Par "série jumelle" d'Unlucky Young Men, nous pouvons comprendre une série complémentaire, permettant de cerner encore mieux la démarche d'Otsuka sur ces deux séries. Mishima Boys peut apporter un éclairage supplémentaire sur UYM, et vice versa. Sachez que les deux séries peuvent être lues indépendamment sans le moindre problème, mais ce serait dommage.
Les deux séries sont complémentaires dans leur portrait d'une époque : celui du Japon d'après-guerre, comme déjà dit. Mais leur rapprochement est aussi à faire à travers une figure historique : Yukio Mishima, présent discrètement dans UYM, tandis qu'il est en quelque sorte le point de départ dans Mishima Boys. Le célèbre écrivain, souvent taxé d'ultra nationaliste, fut surtout l'un des meilleurs exemples des tourments ayant animé le Japon d'après-guerre. Ici, il devient le "dirigeant" de trois jeunes garçons : K, M, et Y, trois personnages fictifs, mais chargés d'un projet puisant sa source dans des événements ayant réellement eu lieu : le meurtre et viol d'un lycéenne par un jeune coréen, le jet d'une pierre sur le carrosse du prince impérial lors de son défilé, et l'assassinat d'un homme d'un parti de gauche par un jeune d'extrême droite. Qui sont-ils exactement ? Qu'est-ce qui va les amener à commettre ce qu'ils ont fait ?

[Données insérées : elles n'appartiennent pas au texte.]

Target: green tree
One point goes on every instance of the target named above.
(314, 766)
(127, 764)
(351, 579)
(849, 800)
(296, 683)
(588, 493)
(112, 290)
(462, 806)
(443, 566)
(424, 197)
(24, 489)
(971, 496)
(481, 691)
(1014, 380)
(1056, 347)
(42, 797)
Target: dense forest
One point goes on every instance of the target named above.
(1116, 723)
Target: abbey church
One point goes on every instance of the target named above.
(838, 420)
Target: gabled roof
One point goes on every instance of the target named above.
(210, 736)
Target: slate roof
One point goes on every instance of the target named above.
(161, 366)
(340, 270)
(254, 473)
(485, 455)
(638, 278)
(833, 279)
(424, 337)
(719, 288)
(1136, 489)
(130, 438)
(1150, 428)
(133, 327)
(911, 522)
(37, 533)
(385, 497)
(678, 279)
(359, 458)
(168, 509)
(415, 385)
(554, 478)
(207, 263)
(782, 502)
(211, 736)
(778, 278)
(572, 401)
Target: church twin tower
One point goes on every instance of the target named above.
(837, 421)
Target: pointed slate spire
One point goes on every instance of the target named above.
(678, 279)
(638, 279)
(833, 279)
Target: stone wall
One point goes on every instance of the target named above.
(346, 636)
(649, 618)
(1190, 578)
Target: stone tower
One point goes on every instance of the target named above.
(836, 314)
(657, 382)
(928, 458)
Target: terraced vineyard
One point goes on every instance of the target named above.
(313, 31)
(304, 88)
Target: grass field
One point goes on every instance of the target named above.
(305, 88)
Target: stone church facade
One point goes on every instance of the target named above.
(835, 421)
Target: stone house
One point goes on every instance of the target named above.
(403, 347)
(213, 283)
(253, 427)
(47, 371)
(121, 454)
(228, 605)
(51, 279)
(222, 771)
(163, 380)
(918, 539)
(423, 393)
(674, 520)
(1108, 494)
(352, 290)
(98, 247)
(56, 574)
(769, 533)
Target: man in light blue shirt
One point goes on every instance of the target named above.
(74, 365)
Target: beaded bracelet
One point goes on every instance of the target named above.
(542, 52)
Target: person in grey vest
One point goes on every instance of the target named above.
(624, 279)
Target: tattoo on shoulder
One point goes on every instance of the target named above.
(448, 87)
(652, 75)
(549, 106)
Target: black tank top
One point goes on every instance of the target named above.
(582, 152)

Mishima Boys a beau être la "jumelle" d'UYM, elle n'en est aucunement une copie et a sa propre personnalité. Et cela se constate dès les premières pages. Dans sa préface, Otsuka déclare que l'oeuvre peut être lue un peu comme une "pièce de nô moderne", et on peut aisément le prendre au mot avec ces premières pages présentant Mishima dictant leur rôle à chacun des trois garçons, exactement à la façon d'une pièce de théâtre. Mais s'il en est l'instigateur, il n'y a toutefois pas de metteur en scène, les trois jeunes étant ainsi libres. Même si, tout au long du tome, un étrange jeune homme jamais nommé leur apparaîtra dans de situations bien précises pour les "aiguiller", à la manière d'un assistant de l'ombre qui souffle le texte.
A partir de là, c'est une expérience assez novatrice sur le plan narratif et visuel que vont nous offrir Otsuka et Nishikawa. Car là où Otsuka nous avait habitués à coucher sur papier des techniques de découpage et de narration héritée du cinéma, ce qu'il faisait aussi dans UYM, cette fois-ci il nous offre un rendu empruntant beaucoup plus au registre du théâtre. Sur ce point, certains éléments ne trompent pas. Il y a, en premier lieu, l'omniprésence dans le tome de la notion de rôle. Mais il y a aussi différentes techniques, bien expliquées dans l'excellente postface des traducteurs, visant régulièrement à brouiller les habitudes du lecteur, l'obligeant à faire un grand effort d'attention, ne serait-ce que pour reconnaître les personnages et ne pas s'emmêler.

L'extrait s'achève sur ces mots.